Fpp directives (lines beginning with the # character) can be placed anywhere in the source code, in particular immediately before a Fortran continuation line. The only exception is the prohibition of fpp directives within a macro call divided on several lines by means of continuation symbols.


Fpp permits comments of two kinds:
  1. Fortran language comments. A source line containing one of the characters ‘C’, ‘c’, ‘*’, ‘d’ or ‘D’ in the first column is considered to be a comment line. Within such lines macro expansions are not performed. The ‘!’ character is interpreted as the beginning of a comment extending to the end of the line. The only exception is the case when this symbol occurs within a constant expression in a #if or #elif directive.
  2. Fpp comments enclosed in the ‘/*’ and ‘*/’ character sequences. These are excluded from the output. Fpp comments can be nested so that for each opening sequence ‘/*’ there must be a corresponding closing sequence ‘*/’. Fpp comments are suitable for excluding the compilation of large portions of source instead of commenting every line with Fortran comment symbols. Using “#if 0 ... #endif” achieves the same effect without being ridiculous.

6.8 Macro functions

The macro function

defined(name) or defined name

expands to .TRUE. if name is defined as a macro, and to .FALSE. otherwise.

6.9 Macro expression

If, during expansion of a macro, the column width of a line exceeds column 72 (for fixed form) or column 132 (for free form), fpp inserts appropriate continuation lines.
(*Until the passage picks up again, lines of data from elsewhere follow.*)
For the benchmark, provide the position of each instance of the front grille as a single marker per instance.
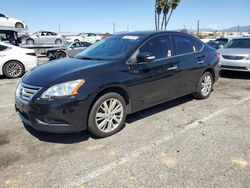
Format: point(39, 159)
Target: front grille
point(231, 57)
point(26, 92)
point(233, 67)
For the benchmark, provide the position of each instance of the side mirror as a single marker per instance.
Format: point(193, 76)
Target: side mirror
point(146, 57)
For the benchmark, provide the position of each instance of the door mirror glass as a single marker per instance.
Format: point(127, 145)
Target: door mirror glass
point(146, 57)
point(221, 46)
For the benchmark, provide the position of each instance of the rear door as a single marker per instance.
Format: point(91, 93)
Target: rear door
point(155, 81)
point(189, 53)
point(3, 55)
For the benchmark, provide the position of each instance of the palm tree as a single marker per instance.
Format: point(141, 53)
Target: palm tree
point(158, 11)
point(174, 5)
point(163, 6)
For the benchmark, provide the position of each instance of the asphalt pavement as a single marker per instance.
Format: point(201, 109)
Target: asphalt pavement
point(181, 143)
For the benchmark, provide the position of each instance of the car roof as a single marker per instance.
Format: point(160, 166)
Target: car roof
point(150, 33)
point(8, 45)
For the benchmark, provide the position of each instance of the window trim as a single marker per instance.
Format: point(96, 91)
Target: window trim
point(137, 49)
point(191, 37)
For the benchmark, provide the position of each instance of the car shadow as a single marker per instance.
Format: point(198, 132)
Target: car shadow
point(71, 138)
point(2, 77)
point(66, 138)
point(235, 75)
point(159, 108)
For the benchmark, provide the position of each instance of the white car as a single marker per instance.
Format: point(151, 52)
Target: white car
point(14, 61)
point(6, 21)
point(84, 37)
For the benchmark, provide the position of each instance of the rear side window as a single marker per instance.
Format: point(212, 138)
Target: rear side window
point(183, 45)
point(2, 48)
point(159, 46)
point(198, 45)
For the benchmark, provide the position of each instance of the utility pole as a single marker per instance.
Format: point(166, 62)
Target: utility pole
point(113, 28)
point(198, 28)
point(238, 30)
point(127, 28)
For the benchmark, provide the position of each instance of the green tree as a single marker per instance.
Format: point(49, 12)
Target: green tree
point(163, 7)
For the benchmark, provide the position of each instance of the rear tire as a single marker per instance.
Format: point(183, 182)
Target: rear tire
point(19, 25)
point(13, 69)
point(205, 86)
point(107, 115)
point(58, 41)
point(30, 41)
point(60, 55)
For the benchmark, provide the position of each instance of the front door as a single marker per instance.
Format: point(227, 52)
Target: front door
point(189, 53)
point(154, 81)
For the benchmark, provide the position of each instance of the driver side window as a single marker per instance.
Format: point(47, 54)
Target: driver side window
point(159, 46)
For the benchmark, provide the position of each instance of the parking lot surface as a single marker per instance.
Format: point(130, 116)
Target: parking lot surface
point(182, 143)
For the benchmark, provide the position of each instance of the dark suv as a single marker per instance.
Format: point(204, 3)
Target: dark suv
point(9, 36)
point(117, 76)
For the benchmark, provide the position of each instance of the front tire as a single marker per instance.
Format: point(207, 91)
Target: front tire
point(58, 41)
point(107, 115)
point(30, 41)
point(205, 86)
point(60, 55)
point(13, 69)
point(19, 25)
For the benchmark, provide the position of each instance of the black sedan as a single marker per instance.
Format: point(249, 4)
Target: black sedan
point(67, 49)
point(117, 76)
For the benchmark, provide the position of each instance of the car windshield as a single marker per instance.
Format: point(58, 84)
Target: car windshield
point(66, 44)
point(35, 33)
point(238, 43)
point(111, 48)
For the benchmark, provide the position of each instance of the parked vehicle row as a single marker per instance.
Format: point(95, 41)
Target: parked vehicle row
point(117, 76)
point(6, 21)
point(235, 55)
point(14, 61)
point(84, 37)
point(43, 37)
point(67, 49)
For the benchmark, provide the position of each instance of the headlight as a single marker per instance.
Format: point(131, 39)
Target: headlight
point(63, 90)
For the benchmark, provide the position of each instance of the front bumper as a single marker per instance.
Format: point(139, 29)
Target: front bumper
point(235, 65)
point(57, 116)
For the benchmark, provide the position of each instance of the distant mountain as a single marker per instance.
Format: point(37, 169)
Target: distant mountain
point(231, 29)
point(235, 29)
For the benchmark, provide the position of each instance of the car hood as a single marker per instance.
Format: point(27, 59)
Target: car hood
point(234, 51)
point(58, 48)
point(62, 70)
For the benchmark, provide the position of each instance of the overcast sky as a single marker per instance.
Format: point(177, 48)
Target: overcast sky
point(99, 15)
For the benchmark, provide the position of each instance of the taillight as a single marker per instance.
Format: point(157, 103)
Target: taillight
point(32, 54)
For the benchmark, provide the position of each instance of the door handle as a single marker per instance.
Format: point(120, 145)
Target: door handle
point(172, 68)
point(201, 57)
point(201, 61)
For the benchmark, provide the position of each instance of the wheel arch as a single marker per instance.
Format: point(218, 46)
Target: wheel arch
point(18, 22)
point(211, 71)
point(13, 60)
point(111, 89)
point(10, 61)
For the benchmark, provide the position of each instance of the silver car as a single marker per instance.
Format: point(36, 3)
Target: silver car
point(43, 37)
point(67, 49)
point(235, 55)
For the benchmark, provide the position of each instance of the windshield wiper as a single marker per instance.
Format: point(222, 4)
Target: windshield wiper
point(90, 58)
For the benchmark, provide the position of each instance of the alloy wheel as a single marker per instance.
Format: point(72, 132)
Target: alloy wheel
point(109, 115)
point(14, 69)
point(206, 85)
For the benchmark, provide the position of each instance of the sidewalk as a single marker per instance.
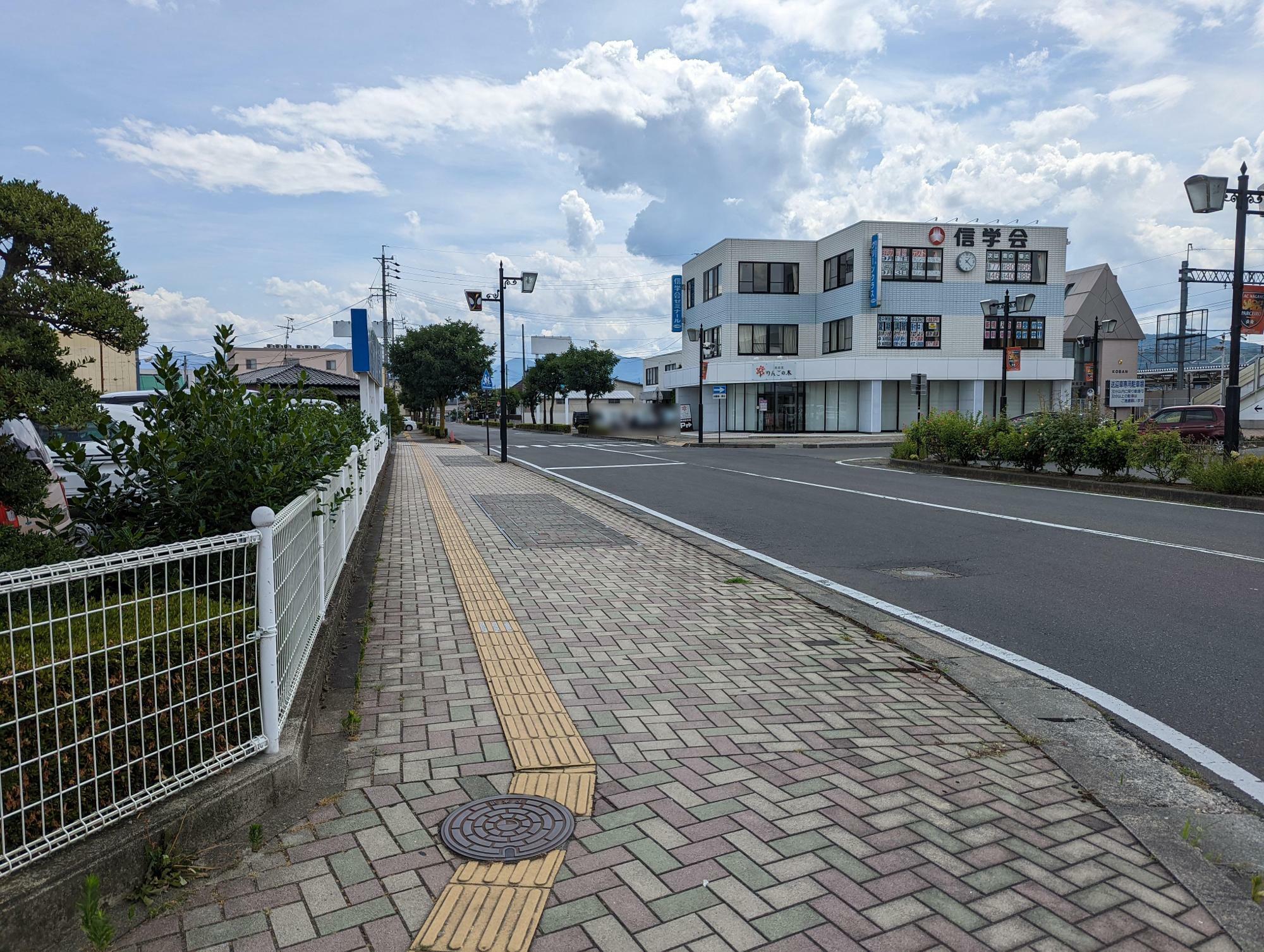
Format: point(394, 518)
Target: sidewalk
point(768, 777)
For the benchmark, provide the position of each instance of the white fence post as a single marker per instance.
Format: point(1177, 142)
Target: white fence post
point(320, 549)
point(266, 596)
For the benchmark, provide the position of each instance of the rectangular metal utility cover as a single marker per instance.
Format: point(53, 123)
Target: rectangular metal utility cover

In fixed form there are limitations on macro expansion in the label part of the line (columns 1-5):

  • a macro call (together with possible arguments) should not extend past column 5;
  • a macro call whose name begins with one of the Fortran comment characters is treated as a comment;
  • a macro expansion may produce text extending beyond the column 5 position. In such a case a warning will be issued.
In the fixed form when the -Xw option has been specified an ambiguity may appear if a macro call occurs in a statement position and a macro name begins or coincides with a Fortran keyword. For example, in the following text:
  #define call p(x)   call f(x)
          call p(0)

fpp can not determine with certainty how to interpret the ‘call p’ token sequence. It could be considered as a macro name. The current implementation does the following:

  • the longer identifier is chosen (callp in this case);
  • from this identifier the longest macro name or keyword is extracted;
  • if a macro name has been extracted a macro expansion is performed. If the name begins with some keyword fpp outputs an appropriate warning;
  • the rest of the identifier is considered as a whole identifier.
In the above example the macro expansion would be performed and the following warning would be output:

warning: possibly incorrect substitution of macro callp

It should be noted that this situation appears only when preprocessing fixed form source code and when the blank character is not being interpreted as a token delimiter. It should be said also that if a macro name coincides with a keyword beginning part, as in the following case:

     #define INT    INTEGER*8
             INTEGER k
then in accordance with the described algorithm, the INTEGER keyword will be found earlier than the INT macro name. Thus, there will be no warning when preprocessing such a macro definition.

7 fpp diagnostics

There are three kinds of diagnostic messages:

  • warnings. preprocessing of source code is continued and the return value remains to be 0.
  • errors. Fpp continues preprocessing but sets the return code to a nonzero value, namely the number of errors.
  • fatal error. Fpp cancels preprocessing and returns a nonzero return value.
The messages produced by fpp are intended to be self-explanatory. The line number and filename where the error occurred are printed along with the diagnostic.